O apego aos prazeres dos sentidos é um dos maiores obstáculos à piedade. Os sentidos que Deus nos deu, têm todos grande utilidade, e, para nos levar a aproveitá-los a Providência quis que o seu uso nos proporcionasse vivas satisfações. “Destes prazeres que encontramos no exercício de nossos sentidos, ensina Santo Agostinho, uns são permitidos e outros proibidos: permitidos os prazeres que acha vossa vista na contemplação dos grandes espetáculos da natureza; proibidos os espetáculos teatrais. Os cantos tão suaves dos Salmos deleitam-nos os ouvidos; mas, nossos ouvidos se deleitam também com os cantos dos histriões; os primeiros são lícitos, os últimos ilícitos. Os alimentos permitidos agradam o paladar; mas os alimentos proibidos não lhe são menos agradáveis.”[1] A natureza, por si mesma, não discerne; se não for regrada pela razão, domada pelas privações que a alma lhe impõe, o pendor que sente para tudo o que adula os sentidos, irá sempre crescendo: “Todos os prazeres dos sentidos, diz Bossuet, excitam-se uns aos outros… os mais inocentes, se não estivermos sempre alerta, preparam os mais culpados; os menores deixam entrever a alegria que se experimentaria nos maiores e despertam a concupiscência.”[2]

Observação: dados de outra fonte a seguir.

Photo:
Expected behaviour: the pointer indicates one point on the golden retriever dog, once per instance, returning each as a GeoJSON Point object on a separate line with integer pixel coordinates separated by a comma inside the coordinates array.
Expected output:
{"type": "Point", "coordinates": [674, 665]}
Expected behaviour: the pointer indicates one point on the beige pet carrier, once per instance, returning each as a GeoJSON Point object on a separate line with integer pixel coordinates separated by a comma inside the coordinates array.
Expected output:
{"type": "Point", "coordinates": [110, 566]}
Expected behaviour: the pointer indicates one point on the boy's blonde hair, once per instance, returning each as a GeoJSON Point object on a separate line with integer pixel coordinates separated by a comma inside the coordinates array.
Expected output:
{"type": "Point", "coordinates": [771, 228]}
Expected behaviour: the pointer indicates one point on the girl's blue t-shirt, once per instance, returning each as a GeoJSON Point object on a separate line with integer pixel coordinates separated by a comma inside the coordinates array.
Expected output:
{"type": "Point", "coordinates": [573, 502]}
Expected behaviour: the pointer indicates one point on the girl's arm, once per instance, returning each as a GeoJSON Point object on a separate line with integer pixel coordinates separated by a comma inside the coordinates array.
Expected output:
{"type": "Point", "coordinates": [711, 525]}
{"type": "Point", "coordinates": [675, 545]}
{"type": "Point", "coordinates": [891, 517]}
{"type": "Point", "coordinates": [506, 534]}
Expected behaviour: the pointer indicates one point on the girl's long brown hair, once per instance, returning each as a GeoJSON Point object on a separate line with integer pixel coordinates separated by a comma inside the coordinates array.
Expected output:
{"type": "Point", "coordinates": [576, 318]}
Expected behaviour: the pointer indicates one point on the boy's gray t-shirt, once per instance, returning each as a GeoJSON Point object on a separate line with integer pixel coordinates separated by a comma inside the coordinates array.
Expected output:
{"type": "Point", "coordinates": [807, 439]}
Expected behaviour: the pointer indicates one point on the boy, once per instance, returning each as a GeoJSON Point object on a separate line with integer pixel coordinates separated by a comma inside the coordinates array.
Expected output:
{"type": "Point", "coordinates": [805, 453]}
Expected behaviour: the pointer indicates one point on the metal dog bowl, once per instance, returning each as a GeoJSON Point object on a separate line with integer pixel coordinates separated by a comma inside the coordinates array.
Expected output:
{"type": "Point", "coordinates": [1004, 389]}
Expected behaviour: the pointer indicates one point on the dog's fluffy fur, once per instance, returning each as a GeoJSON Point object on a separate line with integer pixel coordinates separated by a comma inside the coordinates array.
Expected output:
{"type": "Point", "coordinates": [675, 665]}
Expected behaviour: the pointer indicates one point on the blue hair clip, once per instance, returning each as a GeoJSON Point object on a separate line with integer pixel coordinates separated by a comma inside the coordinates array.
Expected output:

Assim, lisonjeada, alimentada e desenvolvida, a sensualidade torna-se tirânica. “Adula-se o corpo com tanto afeto que se esquece da alma e da imagem de Deus que ela traz impressa no seu íntimo: nada se recusa a si próprio; um cuidado excessivo da saúde leva em tudo a lisonjear o corpo, e estes sentimentos diversos são outros tantos ramos da concupiscência da carne. Ah! não me admira mais que São Bernardo temesse a saúde perfeita em seus religiosos; sabia até onde ela leva quando não se sabe castigar o corpo como o Apóstolo e reduzi-lo à servidão pelas mortificações, pelo jejum, pela oração, por uma contínua ocupação do espírito. Toda alma pudica foge da ociosidade, das futilidades, da demasia da sensibilidade, das ternuras que enfraquecem o coração, das finas iguarias, de tudo quanto lisonjeia os sentidos, pois isto é pasto para a concupiscência da carne, que São João proíbe, e alimenta-lhe o fogo.”[3] Mostra-nos Bourdaloue como o amor desregrado do corpo procede gradualmente: Há logo, a princípio, o apego a tudo quanto se nos afigura necessário, ou, antes, a tudo quanto a cega cobiça nos representa como necessário ao sustento do nosso corpo; depois, o apego a todas as comodidades que buscamos com tanta ânsia, e que favorecem o nosso corpo; mais ainda, o amor às delícias da vida, que, pela superfluidade e excessos, enfraquecem muitas vezes ou mesmo arruínam o corpo; finalmente o amor dos prazeres proibidos e das voluptuosidades ilícitas, que profanam o corpo.”[4]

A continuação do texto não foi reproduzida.